Re: Fwd: Re: Can we use TCP backpressure instead of paging? from Sandro Hawke on 2014-06-11 (public-ldp@w3.org from June 2014)

From: Sandro Hawke <sandro@w3.org>
Date: Wed, 11 Jun 2014 17:46:36 -0400
To: Stian Soiland-Reyes <soiland-reyes@cs.manchester.ac.uk>
CC: Andreas Kuckartz <a.kuckartz@ping.de>, LDP <public-ldp@w3.org>
Message-ID: <5398CE3C.8020309@w3.org>
On 06/11/2014 02:41 AM, Stian Soiland-Reyes wrote:
>
> Simple principles that seems reasonable, using existing infrastructure.
>
> However it would come at a large cost for the server to maintain a 
> large number of open TCP sockets. Paging has the advantage of allowing 
> a series of smaller, independent requests for different subsets of the 
> resource
>

You seem to have any idea what paging is going to be used for.   I'm at 
a disadvantage, since I don't.   (Seriously.)  What use cases do you see 
for paging?   In particular, what use is reverse paging, and why might a 
client want to page slowly?

> (and as we've discussed at the cost of ambiguous results on collection 
> modifications),
>


Actually, I see now that ambiguity is there with or without paging.    A 
naive server could be serving a normal GET on an LDP container when a 
PATCH, PUT, or POST comes in and changes what triples are in the 
container.  Does that change get reflected in the remaining parts of the 
GET?  Maybe "No", but that's a fairly expensive answer.

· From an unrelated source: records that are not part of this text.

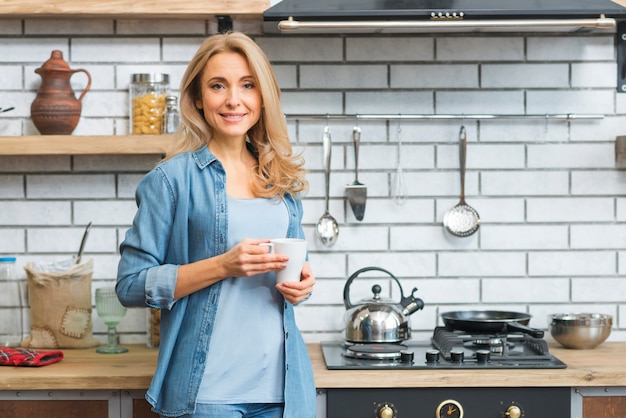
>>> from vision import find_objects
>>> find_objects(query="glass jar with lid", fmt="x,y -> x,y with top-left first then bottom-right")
130,73 -> 170,135
0,257 -> 23,347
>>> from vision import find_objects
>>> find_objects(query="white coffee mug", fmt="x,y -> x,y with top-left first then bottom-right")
262,238 -> 307,283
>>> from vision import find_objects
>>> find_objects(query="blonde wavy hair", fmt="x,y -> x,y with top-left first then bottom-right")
165,31 -> 308,198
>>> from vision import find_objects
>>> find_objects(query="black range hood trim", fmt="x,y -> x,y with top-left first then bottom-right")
276,15 -> 616,32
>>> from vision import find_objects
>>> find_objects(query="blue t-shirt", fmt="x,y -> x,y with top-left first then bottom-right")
197,196 -> 289,404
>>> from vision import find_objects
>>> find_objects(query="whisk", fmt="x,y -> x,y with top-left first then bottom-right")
392,121 -> 407,205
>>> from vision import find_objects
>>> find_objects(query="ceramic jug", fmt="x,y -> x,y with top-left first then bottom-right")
31,50 -> 92,135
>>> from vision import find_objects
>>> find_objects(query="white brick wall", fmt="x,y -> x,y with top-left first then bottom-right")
1,18 -> 625,346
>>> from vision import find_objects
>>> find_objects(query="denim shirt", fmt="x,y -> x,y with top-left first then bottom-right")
116,145 -> 316,418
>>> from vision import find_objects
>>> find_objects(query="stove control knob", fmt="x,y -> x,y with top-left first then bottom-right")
426,349 -> 440,363
476,349 -> 490,363
377,404 -> 394,418
450,349 -> 464,363
400,350 -> 414,363
506,405 -> 522,418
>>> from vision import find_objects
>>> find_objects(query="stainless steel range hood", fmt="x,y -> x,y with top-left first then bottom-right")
263,0 -> 626,33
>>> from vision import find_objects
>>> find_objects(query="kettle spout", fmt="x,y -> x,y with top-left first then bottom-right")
401,287 -> 425,316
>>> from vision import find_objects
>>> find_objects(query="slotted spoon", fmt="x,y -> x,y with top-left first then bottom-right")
443,126 -> 480,237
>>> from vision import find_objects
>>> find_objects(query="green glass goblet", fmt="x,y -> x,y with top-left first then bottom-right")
95,287 -> 128,354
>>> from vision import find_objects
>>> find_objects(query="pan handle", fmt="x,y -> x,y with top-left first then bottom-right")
506,321 -> 544,338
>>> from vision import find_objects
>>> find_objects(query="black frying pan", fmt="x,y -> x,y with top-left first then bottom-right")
441,310 -> 544,338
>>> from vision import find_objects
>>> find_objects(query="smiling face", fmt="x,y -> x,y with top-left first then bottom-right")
195,51 -> 262,144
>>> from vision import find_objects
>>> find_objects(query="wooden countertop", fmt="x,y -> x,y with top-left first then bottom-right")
1,343 -> 625,391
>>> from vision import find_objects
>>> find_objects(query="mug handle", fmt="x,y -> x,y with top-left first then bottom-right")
259,242 -> 274,253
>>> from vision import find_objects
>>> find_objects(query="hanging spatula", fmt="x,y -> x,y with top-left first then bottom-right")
346,126 -> 367,221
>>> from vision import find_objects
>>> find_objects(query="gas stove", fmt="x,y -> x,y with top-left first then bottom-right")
321,327 -> 566,370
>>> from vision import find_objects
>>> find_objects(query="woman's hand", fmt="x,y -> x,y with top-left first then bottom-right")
175,238 -> 287,299
276,261 -> 316,305
220,238 -> 288,278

> and so could be served by multiple backend servers (including caches 
> and proxies) without the client noticing.
>

Again, I'm needing a use case where that would be useful.

> A TCP stream would also fall apart as a mobile client moves from 3G to 
> WiFi, with no good way to "continue". (Or would you combine this with 
> byte level HTTP ranges?)
>

Switching networks is a problem for everyone, and I suppose HTTP Range 
is the way folks handle it, if they're going to at all, so why should we 
be any different?

Skimming http://tools.ietf.org/html/rfc7233 "Hypertext Transfer Protocol 
(HTTP/1.1): Range Requests" hot off the presses...

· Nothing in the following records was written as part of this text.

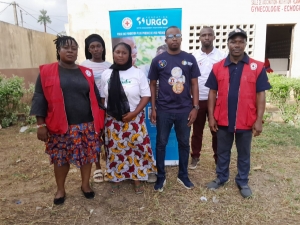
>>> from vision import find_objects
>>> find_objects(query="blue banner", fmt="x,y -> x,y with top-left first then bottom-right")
109,8 -> 182,38
109,8 -> 182,165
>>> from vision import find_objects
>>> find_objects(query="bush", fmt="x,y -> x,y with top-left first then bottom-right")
0,75 -> 24,128
268,74 -> 300,124
0,75 -> 36,128
18,83 -> 36,125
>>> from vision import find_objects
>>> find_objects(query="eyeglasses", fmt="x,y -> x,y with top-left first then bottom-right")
166,34 -> 182,39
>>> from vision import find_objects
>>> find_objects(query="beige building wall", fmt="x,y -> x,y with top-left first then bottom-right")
0,21 -> 57,69
66,0 -> 300,77
0,21 -> 57,86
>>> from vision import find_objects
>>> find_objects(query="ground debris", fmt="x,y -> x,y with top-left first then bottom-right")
253,165 -> 262,171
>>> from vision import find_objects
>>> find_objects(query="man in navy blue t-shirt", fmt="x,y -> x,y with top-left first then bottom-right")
205,28 -> 271,198
148,26 -> 200,192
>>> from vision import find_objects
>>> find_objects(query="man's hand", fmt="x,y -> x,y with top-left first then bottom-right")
122,112 -> 136,123
150,108 -> 157,124
37,127 -> 49,142
187,109 -> 198,127
252,120 -> 263,137
208,116 -> 218,132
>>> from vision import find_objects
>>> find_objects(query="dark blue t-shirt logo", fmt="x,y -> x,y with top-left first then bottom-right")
158,60 -> 167,68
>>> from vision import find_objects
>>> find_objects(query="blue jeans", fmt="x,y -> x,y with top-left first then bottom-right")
156,111 -> 191,179
216,128 -> 252,186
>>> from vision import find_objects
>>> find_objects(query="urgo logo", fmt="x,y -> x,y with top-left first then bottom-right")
136,16 -> 168,26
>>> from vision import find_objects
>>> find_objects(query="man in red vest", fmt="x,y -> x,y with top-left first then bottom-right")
205,28 -> 271,198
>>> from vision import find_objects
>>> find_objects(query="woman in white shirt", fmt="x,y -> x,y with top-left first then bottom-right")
81,34 -> 112,183
100,42 -> 156,194
81,34 -> 112,92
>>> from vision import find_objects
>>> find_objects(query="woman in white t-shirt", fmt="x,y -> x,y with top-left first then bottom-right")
81,34 -> 112,183
100,42 -> 156,194
81,34 -> 112,92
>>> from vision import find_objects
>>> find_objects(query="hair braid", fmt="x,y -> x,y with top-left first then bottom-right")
53,35 -> 78,60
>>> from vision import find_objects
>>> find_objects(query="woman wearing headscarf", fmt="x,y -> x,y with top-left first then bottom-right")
81,34 -> 112,90
100,42 -> 156,194
81,34 -> 112,183
30,35 -> 105,205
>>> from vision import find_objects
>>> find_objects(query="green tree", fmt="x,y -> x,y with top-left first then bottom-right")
37,9 -> 51,33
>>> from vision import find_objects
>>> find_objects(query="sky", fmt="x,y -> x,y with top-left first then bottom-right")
0,0 -> 68,35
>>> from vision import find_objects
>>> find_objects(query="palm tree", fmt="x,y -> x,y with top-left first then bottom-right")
37,9 -> 51,33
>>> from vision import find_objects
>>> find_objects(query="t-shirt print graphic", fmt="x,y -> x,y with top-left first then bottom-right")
168,67 -> 186,94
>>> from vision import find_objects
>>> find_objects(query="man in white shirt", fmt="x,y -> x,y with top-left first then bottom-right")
189,27 -> 227,169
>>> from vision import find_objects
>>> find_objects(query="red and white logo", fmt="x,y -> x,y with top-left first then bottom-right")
85,70 -> 92,77
122,17 -> 132,30
250,63 -> 257,70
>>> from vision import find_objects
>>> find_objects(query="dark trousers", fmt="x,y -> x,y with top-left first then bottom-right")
191,100 -> 217,162
216,128 -> 252,186
156,111 -> 191,179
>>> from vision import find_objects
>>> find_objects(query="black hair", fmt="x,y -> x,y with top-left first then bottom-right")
200,26 -> 215,36
84,34 -> 106,60
165,26 -> 181,36
53,35 -> 78,61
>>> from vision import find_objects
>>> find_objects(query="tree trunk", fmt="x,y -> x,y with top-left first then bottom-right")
44,22 -> 46,33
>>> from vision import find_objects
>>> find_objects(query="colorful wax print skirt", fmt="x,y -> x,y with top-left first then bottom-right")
105,112 -> 156,182
45,122 -> 101,167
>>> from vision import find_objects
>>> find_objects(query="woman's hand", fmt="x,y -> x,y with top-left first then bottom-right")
37,127 -> 49,142
122,112 -> 137,123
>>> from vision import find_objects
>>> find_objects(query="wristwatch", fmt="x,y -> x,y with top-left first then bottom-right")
193,105 -> 200,110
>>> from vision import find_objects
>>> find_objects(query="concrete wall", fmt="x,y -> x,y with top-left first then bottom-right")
66,0 -> 300,78
0,21 -> 57,86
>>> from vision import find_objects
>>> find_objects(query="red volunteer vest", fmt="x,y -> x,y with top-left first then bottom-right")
212,58 -> 264,130
40,62 -> 104,134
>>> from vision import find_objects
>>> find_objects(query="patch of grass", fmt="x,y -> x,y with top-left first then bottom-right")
12,172 -> 29,180
252,122 -> 300,149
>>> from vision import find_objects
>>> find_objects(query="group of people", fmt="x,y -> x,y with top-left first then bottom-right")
30,25 -> 271,205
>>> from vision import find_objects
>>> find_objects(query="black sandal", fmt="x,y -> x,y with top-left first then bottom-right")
81,187 -> 95,199
53,194 -> 66,205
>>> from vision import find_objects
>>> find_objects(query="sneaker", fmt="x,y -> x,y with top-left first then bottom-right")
154,177 -> 166,192
189,158 -> 199,170
147,173 -> 157,183
237,184 -> 252,198
206,178 -> 225,190
177,177 -> 195,189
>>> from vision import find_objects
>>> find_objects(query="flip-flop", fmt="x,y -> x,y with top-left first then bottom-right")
110,183 -> 120,195
93,169 -> 104,183
134,183 -> 144,195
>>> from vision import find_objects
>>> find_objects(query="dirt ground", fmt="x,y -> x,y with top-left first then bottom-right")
0,123 -> 300,225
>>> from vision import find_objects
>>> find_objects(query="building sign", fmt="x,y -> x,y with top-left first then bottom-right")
251,0 -> 300,12
109,8 -> 182,37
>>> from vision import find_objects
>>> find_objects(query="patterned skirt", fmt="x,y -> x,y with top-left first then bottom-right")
45,122 -> 100,167
105,112 -> 156,182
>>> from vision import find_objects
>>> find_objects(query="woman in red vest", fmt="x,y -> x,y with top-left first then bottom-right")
30,35 -> 105,205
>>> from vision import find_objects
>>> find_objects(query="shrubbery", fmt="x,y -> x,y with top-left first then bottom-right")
267,73 -> 300,124
0,74 -> 35,128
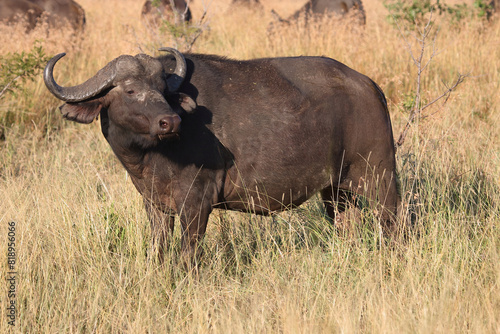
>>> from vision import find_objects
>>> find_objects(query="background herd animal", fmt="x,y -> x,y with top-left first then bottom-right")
1,0 -> 499,35
141,0 -> 192,27
0,0 -> 370,34
228,0 -> 264,11
271,0 -> 366,27
0,0 -> 85,32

There's a lot to be said for using Range Requests instead of paging, 
too, even if it's just byte ranges.

> In fact, this technique is now used for streaming video, by basically 
> having a playlist of a series of static, smaller video snippets which 
> are distributed on Content Delivery Networks using regular HTTP GET 
> (and so can be cached, proxied, etc) and joined together in the client.
>
> http://en.m.wikipedia.org/wiki/HTTP_Live_Streaming
> http://en.wikipedia.org/wiki/MPEG-DASH
>

Yeah, but in that case, the user really wants to skip around.   I see 
zero value in skipping around in a randomly ordered set of triples.  
There's some value in skipping around when the set is ordered, but I 
think the current ordering support is so weak as to be not worth 
implementing.   (In particular, it can only be determined by the server.)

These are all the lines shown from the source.